Al mismo tiempo, usa sus resortes de poder para favorecer a quiénes tienen hilo directo con el poder, en el más viejo estilo de “como está lo mío”. En ese contexto, la amenaza de la llamada “ley de racionalidad y sostenibilidad de la Administración Local”, aprobada hace unos meses, empieza a adquirir tintes de extrema gravedad. La “ley Montoro” es justamente lo contrario de lo que enuncia en su título: es irracional y conduce a la insostenibilidad de lo que en ella se califica de “administración local” y que realmente debería denominarse “gobierno local”. En su enunciado se dice sin ambages lo que se pretende: “garantizar un control financiero y presupuestario más riguroso y favorecer la iniciativa económica privada evitando intervenciones administrativas desproporcionadas”. Se apuesta por reforzar instituciones como las Diputaciones, de dudosa representatividad democrática y con mecanismos de control y de transparencia en su funcionamiento manifiestamente mejorables. Más de dos mil municipios de toda España y de todos los colores políticos han presentado un recurso contra la ley. Bajo la excusa de la deuda se quieren suprimir entidades que nada tiene que ver con el derroche y que, al revés, son garantía de la sostenibilidad futura de las comunidades locales.

Justo cuando necesitaríamos más y mejor capacidad de gestión de los espacios institucionales más cercanos a la ciudadanía, nos encontramos con una norma que establece que la racionalidad está en la lejanía. Cuanto más se predica la innovación social y la capacidad de agencia autónoma de la gente, el gobierno del PP se enroca en que la solución está en el entramado de intereses mercantiles y burocráticos en el que tratan de blindarse. Necesitamos innovaciones en las forma de gestionar lo público, pero la respuesta es: o la burocracia o el mercado. Y esto tiene, entre otras, dos manifestaciones claras: intento de supresión de bienes comunales y reducción total de la capacidad de respuesta a los efectos del cambio de época por parte de los gobiernos locales.

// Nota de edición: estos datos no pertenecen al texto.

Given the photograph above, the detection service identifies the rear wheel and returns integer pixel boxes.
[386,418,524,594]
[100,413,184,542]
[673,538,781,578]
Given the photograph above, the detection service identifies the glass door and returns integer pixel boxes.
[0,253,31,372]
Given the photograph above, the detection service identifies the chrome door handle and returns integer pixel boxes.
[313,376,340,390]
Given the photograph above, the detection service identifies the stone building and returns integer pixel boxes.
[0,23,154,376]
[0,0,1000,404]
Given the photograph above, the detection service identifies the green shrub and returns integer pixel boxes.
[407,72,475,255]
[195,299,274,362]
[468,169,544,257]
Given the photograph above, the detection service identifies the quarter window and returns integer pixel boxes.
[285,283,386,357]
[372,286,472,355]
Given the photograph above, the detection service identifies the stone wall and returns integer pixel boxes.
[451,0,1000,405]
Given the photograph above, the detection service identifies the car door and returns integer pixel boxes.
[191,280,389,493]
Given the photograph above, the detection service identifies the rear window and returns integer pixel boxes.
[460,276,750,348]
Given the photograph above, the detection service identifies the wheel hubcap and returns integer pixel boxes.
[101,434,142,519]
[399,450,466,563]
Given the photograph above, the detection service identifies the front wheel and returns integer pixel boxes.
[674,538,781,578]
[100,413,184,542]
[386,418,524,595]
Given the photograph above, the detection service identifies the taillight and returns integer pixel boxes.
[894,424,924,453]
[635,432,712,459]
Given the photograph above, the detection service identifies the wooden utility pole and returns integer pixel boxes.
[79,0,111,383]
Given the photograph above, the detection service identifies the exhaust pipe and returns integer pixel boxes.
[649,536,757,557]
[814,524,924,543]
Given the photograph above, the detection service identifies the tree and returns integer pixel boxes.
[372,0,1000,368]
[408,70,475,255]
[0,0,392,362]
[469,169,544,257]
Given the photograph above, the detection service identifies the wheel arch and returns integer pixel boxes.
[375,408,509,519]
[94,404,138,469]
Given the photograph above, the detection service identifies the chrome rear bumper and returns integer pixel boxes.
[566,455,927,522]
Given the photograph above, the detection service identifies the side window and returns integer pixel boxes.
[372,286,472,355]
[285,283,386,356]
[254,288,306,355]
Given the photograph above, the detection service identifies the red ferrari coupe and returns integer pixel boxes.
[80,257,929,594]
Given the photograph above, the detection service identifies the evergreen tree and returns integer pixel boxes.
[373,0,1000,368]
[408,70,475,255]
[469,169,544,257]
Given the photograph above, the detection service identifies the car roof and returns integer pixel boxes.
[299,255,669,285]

La ley anula del todo o en gran parte la capacidad de los Concejos, de las Juntas Vecinales, de las Entidades Locales Menores, en la gestión del territorio. Es un disparate. Estamos hablando de centenares de entidades, de más de mil en León, de más de quinientas en Cantabria, de más de trescientas en Navarra o el País Vasco. Y de cifras significativas en Galicia o Cataluña. Se permite que, a partir de ahora, las diputaciones o los ayuntamientos más grandes utilicen esos espacios comunales para vender derechos de explotación de tierras, bosques, recursos mineros o cualquier otro recurso común para situarlo en la esfera mercantil. Estamos hablando de recursos, de millones de hectáreas, cuya gestión comunal tiene sus orígenes en la Edad Media y que ahora quieren situarse en el mercado. Un nuevo cercamiento, una expropiación de bienes comunes en toda regla con la excusa de que así se ahorran unos costes valorados en 70 millones de euros, según los cálculos del propio gobierno. El informe de Ecologistas en Acción afirma: “Algunas voces señalan que el estado se podría embolsar 21.000 millones de euros si vende las 3,5 millones de hectáreas de tierras comunales…Pero esas tierras no son de ningún Gobierno, sino de los pueblos y de las gentes que los habitan. No son una mercancía, sino la base de nuestra cultura, de nuestra identidad colectiva, de multitud de actividades agrarias…y en definitiva de nuestra riqueza común”. (http://www.ecologistasenaccion.org/IMG/pdf/informe_jornadas_rurales.pdf).

Por otro lado, se trata de cercenar toda actuación de los gobiernos locales considerada como “impropia”, es decir, que se salga de la pauta subsidiaria y periférica que se atribuye a “lo local”. Todo ello en momentos en que solo desde la proximidad se puede abordar, sin bloqueos competenciales y sin que a nadie se le caigan los anillos por colaborar entre entidades del tercer sector e instituciones, los graves problemas sociales a los que nos enfrentamos. Los ejemplos en muchos municipios catalanes son legión. El centralismo no es ajeno a la forma de administrar Cataluña. Nos quejamos de Madrid, pero aquí se cae en vicios parecidos. Más confianza institucional en lo local, y más desconfianza y control ciudadano en la proximidad.

Joan Subirats es catedrático de Ciencia Política e investigador del IGOP de la UAB.